Etudes climatiques, systèmes d'alerte, explosion du nombre de victimes...

Le réchauffement climatique a considérablement accru et modifié le travail des ONG humanitaires. Des changements pointés lors d'une conférence internationale organisée le 12 octobre à Genève. La première du genre.

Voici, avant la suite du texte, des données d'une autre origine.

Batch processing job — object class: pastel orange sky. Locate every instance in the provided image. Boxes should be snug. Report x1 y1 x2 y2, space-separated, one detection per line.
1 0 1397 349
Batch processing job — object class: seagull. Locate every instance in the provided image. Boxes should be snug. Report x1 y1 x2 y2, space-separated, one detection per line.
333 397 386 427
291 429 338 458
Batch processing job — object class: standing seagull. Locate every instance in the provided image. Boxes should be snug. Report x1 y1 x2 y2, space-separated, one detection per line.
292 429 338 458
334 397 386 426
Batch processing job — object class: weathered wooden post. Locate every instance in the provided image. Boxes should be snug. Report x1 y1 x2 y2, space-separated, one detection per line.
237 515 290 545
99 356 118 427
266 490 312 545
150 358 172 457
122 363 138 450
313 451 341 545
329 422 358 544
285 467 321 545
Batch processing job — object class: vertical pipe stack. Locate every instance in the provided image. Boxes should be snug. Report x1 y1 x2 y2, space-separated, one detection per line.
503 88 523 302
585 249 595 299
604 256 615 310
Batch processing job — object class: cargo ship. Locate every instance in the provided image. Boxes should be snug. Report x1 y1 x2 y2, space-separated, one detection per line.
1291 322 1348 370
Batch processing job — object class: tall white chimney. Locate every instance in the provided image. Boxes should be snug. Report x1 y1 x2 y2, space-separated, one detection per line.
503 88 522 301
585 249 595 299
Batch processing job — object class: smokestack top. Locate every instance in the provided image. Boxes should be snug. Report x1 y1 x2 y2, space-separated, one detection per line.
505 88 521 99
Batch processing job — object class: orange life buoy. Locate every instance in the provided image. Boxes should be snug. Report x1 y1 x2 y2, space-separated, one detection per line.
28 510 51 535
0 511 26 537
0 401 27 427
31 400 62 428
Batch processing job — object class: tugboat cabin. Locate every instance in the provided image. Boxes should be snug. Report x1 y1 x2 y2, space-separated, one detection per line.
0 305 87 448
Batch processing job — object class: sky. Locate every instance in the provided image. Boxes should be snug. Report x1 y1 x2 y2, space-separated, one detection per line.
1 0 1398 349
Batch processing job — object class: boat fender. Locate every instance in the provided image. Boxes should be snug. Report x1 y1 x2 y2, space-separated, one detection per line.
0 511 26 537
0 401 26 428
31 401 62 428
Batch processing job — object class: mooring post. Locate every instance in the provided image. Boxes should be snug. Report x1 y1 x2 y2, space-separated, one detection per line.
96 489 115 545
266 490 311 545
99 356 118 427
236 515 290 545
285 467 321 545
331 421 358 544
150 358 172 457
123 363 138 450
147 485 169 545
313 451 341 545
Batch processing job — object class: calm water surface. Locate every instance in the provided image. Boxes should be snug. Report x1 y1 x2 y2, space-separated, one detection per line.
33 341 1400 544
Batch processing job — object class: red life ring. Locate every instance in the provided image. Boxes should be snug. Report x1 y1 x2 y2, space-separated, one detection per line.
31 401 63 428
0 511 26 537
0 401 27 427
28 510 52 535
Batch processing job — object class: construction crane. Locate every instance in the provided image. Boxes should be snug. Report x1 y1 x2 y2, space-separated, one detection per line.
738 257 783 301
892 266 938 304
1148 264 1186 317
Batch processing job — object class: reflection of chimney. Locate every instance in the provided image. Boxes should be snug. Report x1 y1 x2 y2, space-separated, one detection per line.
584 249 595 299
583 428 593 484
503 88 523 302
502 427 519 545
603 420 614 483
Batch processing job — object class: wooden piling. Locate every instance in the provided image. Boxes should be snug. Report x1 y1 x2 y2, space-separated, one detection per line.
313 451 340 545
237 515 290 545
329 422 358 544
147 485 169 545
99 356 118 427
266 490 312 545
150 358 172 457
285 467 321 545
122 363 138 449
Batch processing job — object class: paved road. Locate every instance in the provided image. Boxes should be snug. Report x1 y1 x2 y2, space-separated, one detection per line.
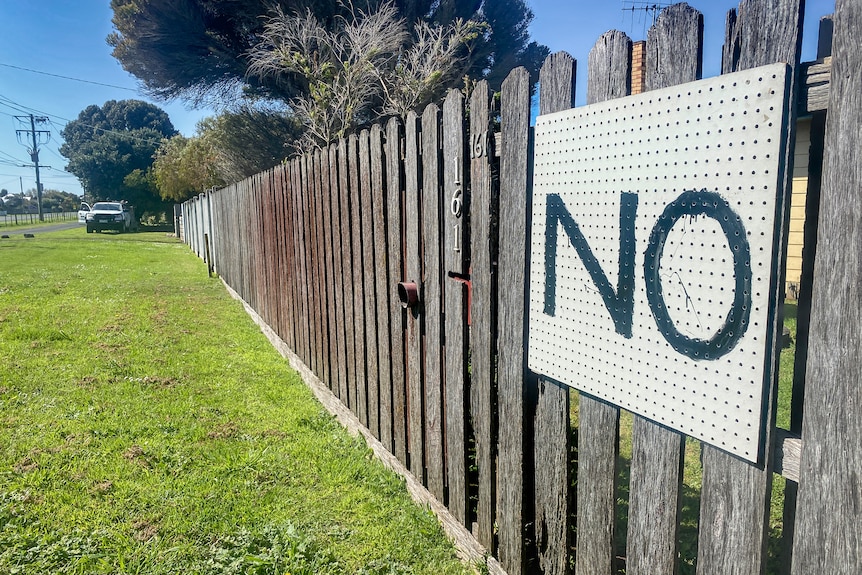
0 222 83 236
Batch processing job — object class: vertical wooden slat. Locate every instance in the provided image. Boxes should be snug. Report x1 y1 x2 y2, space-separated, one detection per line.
279 165 298 352
321 148 338 391
292 159 310 366
274 168 286 344
698 1 803 574
271 170 282 335
404 112 425 480
244 186 254 335
300 155 319 372
360 130 378 432
282 164 294 355
258 174 266 319
349 134 368 423
307 158 326 381
443 88 470 526
421 103 445 501
316 150 332 384
371 124 392 446
386 117 409 465
497 66 531 575
263 173 273 326
270 170 284 340
339 138 356 411
793 2 862 574
782 19 832 573
535 51 575 575
627 6 700 574
782 106 827 575
237 182 245 302
328 144 347 399
252 181 263 321
308 155 322 376
469 80 496 551
245 179 253 305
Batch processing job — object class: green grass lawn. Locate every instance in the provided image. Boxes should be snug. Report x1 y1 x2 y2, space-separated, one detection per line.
0 229 470 575
0 213 79 230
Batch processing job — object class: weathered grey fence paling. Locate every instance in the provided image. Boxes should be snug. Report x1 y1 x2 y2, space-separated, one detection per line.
182 1 860 574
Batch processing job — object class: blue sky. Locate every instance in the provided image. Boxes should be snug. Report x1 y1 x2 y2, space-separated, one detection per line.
0 1 835 198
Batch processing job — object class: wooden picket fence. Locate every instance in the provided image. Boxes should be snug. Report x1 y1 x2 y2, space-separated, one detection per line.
181 1 861 574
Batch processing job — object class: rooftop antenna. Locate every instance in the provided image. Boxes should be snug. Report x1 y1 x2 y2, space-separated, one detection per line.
622 1 672 36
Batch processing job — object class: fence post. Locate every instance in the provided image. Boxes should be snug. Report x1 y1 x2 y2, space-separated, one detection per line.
360 131 379 434
626 6 701 573
497 66 531 575
442 89 470 526
469 79 497 551
385 117 408 465
421 104 445 501
497 68 532 575
698 1 803 574
534 51 575 575
793 2 862 573
403 113 425 480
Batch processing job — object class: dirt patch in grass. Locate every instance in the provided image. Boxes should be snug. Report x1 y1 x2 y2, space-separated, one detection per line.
131 518 159 542
101 314 133 333
13 456 38 474
77 376 99 389
207 422 239 440
94 342 126 353
141 376 179 388
91 480 113 494
123 445 151 468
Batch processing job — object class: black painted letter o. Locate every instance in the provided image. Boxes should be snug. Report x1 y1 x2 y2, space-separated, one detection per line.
644 190 752 360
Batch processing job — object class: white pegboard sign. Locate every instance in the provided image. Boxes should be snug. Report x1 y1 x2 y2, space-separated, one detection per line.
528 63 791 462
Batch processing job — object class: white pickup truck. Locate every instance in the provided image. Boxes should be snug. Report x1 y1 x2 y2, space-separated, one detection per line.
85 201 136 233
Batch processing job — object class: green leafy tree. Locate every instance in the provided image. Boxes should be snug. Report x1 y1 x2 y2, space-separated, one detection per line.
152 105 300 194
60 100 177 216
152 134 224 202
122 168 167 216
197 106 302 182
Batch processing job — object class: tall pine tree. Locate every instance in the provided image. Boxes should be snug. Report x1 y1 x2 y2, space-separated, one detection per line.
109 0 548 105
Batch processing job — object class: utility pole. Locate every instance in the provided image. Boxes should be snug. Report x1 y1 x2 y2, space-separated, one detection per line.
15 114 50 221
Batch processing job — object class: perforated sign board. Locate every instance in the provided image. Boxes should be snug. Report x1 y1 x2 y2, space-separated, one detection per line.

«Le changement climatique, c’est une question de vie ou de mort. C’est aussi simple que ça», a lancé Elhadj As Sy, secrétaire général de la Fédération internationale de la Croix-Rouge (FICR), organisatrice du dialogue de haut niveau sur l’impact humanitaire du réchauffement aux côtés du Giec , des gouvernements suisse et néerlandais et du Climate Action Network (CAN). «Le réchauffement affecte aussi directement les moyens de subsistance de nombreuses personnes. Si vous êtes pasteur au Sahel vous savez de quoi il retourne. Même chose si vous vivez en Mongolie», a-t-il poursuivi, 4 jours après la publication du rapport du Giec sur les conséquences d’un réchauffement de 1,5°C d’ici la fin du siècle.
Ce rendez-vous, qui a réuni des représentants de 30 Etats, scientifiques, associations humanitaires et agences onusiennes, s’est conclu par un appel de la communauté humanitaire. «Nous appelons à une action plus ambitieuse en matière d’adaptation et d’atténuation, qui soit axée sur les personnes les plus vulnérables», a déclaré le Fidjien Deo Saran, représentant permanent de la CCNUCC.


«Nous sommes débordés»
Sur le terrain, la FICR a vu les catastrophes climatiques quadrupler depuis les années 1970. «Nous sommes débordés», résume Maarten Van Aalst, directeur du Centre climatique de la Croix-Rouge. «Bien sûr, il reste difficile de pointer spécifiquement la responsabilité du réchauffement sur telle ou telle catastrophe, mais leur nombre explose, ainsi que le nombre de victimes touchées et le nombre de personnes exposées à l’avenir», poursuit-il. Deuxième observation: si les humanitaires orchestrent depuis des décennies des opérations post-catastrophes, le changement climatique ne faisait pas partie de leur vocabulaire. Mais les temps ont changé, comme le montre la tenue de ce premier dialogue genevois de haut niveau.


Main dans la main avec les climatologues
Evaluer précisément les impacts humanitaires du réchauffement relève toutefois de la mission impossible. «Nous manquons de données fiables dans les pays les plus pauvres, qui sont aussi les plus vulnérables. Mais nous commandons régulièrement des recherches scientifiques pour anticiper l’impact du réchauffement dans certaines régions d’Afrique par exemple», explique Maarten Van Aalst. Dans le milieu humanitaire, les spécialistes de la santé et de la logistique se mettent à travailler main dans la main avec les climatologues.


Actions de prévention
La FICR a ainsi développé les opérations de prévention basées sur les systèmes de prévision de catastrophes liées au changement climatique. En Ouganda, par exemple, où de fortes inondations étaient attendues en septembre 2017, l’association a aussitôt distribué des pastilles d’épuration en prévision d’une pollution des eaux et de maladies hydriques. Au total, des systèmes d’alerte ont été mis en place dans 16 pays dans le monde, dont le Bangladesh, l’Equateur, le Mozambique, le Pérou, les Philippines, le Togo, le Vietnam.
Nouveaux interlocuteurs
Dernière observation: les interlocuteurs ont changé. «Depuis une dizaine d’années environ, nous ne sommes plus seulement en contact avec les autorités sanitaires nationales, mais aussi avec les représentants de la politique climatique», raconte Maarten Van Aalst. Ce qui permet d’observer l’essor de plans d’adaptation climatiques au niveau national et de quelques actions en faveur de l’atténuation. «Mais les problèmes se développent beaucoup plus vite que les politiques ne réagissent», conclut Maarten Van Aalst.